Emily emphasized that because a COVID compliance officer has a lot of moving parts, the position should not be combined with any other one.
“This not only is an AGMA union requirement of the position but is also important for the health and safety of all,” she added.
This training as a COVID compliance officer will prove important for the opera – and Emily — going forward, when productions move back indoors. AGMA’s COVID compliance playbook contains guidelines that ensure performers and audience safety for both inside and outside performances.
“Once opera General Director Clare Burovac and I started talking about next season,” said Emily, “she wanted to know that I was trained as a COVID compliance officer so I could be there for smaller events, and still have the knowledge in my back pocket when I am the stage manager for a large production and the opera hires a separate COVID compliance officer.”
“The health and safety of all our performers, staff, and audience is our number one concern at this time,” said Burovac. “We want to continue to provide musical performances to our community, but not at the risk of endangering anyone’s health. That’s why Emily’s position is so vital to us right now.”
“Clare and I thought it was important to everyone in production and the audience,” said Emily.
This knowledge is something she will bring to the Chautauqua Opera Company in Chautauqua, located near Lake Erie in northwest New York State.
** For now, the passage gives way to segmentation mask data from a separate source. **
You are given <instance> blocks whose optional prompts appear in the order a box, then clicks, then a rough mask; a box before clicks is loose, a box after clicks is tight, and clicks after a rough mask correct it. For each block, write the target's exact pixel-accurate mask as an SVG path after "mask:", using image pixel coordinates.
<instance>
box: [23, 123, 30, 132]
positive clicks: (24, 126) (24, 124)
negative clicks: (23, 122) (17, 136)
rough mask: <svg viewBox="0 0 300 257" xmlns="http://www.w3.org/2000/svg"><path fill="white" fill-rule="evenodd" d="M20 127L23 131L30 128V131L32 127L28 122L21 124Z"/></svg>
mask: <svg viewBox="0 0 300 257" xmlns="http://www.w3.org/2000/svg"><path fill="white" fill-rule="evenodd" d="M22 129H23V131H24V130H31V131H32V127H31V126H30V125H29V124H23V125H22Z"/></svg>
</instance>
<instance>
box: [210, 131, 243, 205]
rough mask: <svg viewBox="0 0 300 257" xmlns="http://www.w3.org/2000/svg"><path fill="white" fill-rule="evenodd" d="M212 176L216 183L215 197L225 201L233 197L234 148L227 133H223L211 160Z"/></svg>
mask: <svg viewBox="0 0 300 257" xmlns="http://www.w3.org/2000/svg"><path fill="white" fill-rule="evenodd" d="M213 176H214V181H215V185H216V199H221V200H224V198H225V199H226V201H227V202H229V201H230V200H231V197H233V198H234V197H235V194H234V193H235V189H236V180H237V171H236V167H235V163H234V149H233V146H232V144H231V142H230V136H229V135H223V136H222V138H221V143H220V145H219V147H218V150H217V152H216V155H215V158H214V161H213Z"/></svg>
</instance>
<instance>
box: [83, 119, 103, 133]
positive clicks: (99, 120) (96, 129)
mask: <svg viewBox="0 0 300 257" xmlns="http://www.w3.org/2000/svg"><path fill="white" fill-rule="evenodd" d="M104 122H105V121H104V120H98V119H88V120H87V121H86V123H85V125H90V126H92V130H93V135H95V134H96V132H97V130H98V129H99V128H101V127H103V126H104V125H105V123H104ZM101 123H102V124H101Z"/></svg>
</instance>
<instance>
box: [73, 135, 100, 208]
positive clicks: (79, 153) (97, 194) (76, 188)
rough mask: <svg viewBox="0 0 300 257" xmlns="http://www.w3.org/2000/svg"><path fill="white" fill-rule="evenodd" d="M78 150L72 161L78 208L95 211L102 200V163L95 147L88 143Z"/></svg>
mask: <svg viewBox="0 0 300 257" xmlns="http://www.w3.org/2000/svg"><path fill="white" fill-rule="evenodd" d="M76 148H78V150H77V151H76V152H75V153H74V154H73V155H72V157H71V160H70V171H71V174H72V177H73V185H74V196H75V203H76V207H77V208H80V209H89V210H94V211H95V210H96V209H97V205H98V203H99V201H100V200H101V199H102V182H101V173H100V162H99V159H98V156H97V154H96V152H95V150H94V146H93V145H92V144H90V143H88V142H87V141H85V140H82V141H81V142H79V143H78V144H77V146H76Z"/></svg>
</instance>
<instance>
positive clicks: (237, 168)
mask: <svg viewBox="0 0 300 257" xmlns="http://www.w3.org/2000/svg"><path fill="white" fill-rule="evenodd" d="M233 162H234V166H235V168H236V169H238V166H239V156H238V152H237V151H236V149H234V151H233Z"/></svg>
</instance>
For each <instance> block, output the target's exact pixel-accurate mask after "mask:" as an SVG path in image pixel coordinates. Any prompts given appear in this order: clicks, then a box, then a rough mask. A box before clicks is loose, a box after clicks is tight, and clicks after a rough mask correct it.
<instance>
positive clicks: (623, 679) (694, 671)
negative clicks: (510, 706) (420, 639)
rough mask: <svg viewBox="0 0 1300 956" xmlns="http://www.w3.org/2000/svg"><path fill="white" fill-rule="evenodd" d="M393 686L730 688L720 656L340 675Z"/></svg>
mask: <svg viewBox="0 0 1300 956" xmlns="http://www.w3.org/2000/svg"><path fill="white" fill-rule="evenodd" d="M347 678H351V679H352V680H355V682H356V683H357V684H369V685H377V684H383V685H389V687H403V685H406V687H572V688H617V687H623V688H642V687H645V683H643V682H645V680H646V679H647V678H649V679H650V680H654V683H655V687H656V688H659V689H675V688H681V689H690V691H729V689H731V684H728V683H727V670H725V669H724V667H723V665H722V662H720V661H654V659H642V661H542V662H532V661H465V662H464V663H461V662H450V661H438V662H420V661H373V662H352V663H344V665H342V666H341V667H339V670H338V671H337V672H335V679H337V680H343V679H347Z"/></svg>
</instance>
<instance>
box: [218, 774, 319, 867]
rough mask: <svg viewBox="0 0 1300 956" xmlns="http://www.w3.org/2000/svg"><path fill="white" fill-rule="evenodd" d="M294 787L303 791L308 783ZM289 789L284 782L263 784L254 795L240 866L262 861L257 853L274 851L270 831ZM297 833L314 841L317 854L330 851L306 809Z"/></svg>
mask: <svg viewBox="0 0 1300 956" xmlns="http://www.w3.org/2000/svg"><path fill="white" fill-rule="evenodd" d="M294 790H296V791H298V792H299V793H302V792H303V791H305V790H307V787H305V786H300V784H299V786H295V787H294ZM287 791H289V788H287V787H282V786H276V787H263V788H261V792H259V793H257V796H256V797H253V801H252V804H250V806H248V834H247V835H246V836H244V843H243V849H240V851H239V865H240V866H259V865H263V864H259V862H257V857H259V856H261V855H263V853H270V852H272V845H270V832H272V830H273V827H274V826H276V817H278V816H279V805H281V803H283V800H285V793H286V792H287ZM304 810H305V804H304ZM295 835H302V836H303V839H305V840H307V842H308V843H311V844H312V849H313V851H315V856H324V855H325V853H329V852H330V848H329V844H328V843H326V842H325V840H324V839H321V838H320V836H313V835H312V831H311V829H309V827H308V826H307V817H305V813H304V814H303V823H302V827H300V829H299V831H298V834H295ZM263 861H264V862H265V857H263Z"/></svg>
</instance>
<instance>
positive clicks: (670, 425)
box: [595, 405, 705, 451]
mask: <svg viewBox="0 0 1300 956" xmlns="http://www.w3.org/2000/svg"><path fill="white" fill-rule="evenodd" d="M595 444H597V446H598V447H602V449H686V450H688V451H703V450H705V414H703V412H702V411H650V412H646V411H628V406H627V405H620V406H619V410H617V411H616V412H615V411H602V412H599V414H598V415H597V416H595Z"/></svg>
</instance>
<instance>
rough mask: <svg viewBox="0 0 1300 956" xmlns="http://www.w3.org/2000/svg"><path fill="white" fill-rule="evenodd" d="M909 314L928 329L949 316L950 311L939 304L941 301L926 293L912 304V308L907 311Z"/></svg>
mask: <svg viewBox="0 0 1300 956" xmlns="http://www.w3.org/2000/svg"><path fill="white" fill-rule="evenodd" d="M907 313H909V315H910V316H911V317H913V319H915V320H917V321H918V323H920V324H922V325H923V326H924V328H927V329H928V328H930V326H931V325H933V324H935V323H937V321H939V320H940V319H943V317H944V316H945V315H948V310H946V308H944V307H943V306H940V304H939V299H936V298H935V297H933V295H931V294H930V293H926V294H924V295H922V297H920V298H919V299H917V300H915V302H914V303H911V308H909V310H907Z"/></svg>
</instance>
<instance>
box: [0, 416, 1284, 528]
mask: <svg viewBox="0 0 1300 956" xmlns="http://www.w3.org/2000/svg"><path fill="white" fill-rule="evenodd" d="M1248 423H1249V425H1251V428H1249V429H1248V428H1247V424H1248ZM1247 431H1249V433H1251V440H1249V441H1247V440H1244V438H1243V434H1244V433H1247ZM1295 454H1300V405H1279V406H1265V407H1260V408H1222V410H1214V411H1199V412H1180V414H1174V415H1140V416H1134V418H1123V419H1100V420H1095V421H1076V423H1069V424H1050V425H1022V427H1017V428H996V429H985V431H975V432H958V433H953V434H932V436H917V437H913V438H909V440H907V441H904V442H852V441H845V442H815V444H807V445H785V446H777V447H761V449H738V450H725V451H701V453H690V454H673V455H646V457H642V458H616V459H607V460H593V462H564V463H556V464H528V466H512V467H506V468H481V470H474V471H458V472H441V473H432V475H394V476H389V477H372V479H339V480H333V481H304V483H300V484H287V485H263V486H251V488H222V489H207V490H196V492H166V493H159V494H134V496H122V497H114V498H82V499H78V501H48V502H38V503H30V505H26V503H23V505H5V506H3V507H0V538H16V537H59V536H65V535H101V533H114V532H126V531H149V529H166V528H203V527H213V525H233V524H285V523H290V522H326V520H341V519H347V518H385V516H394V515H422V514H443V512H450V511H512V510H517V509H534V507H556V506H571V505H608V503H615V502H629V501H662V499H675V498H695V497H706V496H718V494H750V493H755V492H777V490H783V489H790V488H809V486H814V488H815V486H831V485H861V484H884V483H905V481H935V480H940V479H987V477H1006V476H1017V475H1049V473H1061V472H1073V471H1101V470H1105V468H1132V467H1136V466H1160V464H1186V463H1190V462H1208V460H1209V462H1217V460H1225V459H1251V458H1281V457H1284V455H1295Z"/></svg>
The opera, founded in 1929, is North America’s oldest continuously operating summer opera company. She is the stage manager there during the summer.
It’s a schedule that works for Emily, who was in the vocal program at New Orleans Center for Creative Arts (NOCCA) and graduated from Loyola University with a bachelor’s degree in music in opera performance. She started as a performer – a spinto soprano — but realized that it wasn’t for her and made the switch to stage manger.
“Being a stage manager makes me happy,” said Emily. “I am still in opera, a field that I love, but not the center of attention.”
Her favorite operas to work on are modern ones, pointing out a production of “The Ghosts of Versailles,” for which she was the stage manager two summers ago at Chautauqua.
Emily’s favorite traditional opera is Giacomo Puccini’s “Madama Butterfly”: “The music is so incredibly beautiful, and the plot is so gut-wrenching.”
The opera is planning a new season in January 2021, and Opera on Tap – In Our Yard! will continue with two spring concerts, “Shakespeare” and “Travel the World.” Dates to be finalized soon.
Opera patrons can rest assured Emily will be there either monitoring the performances as the stage manager, or as a COVID compliance officer.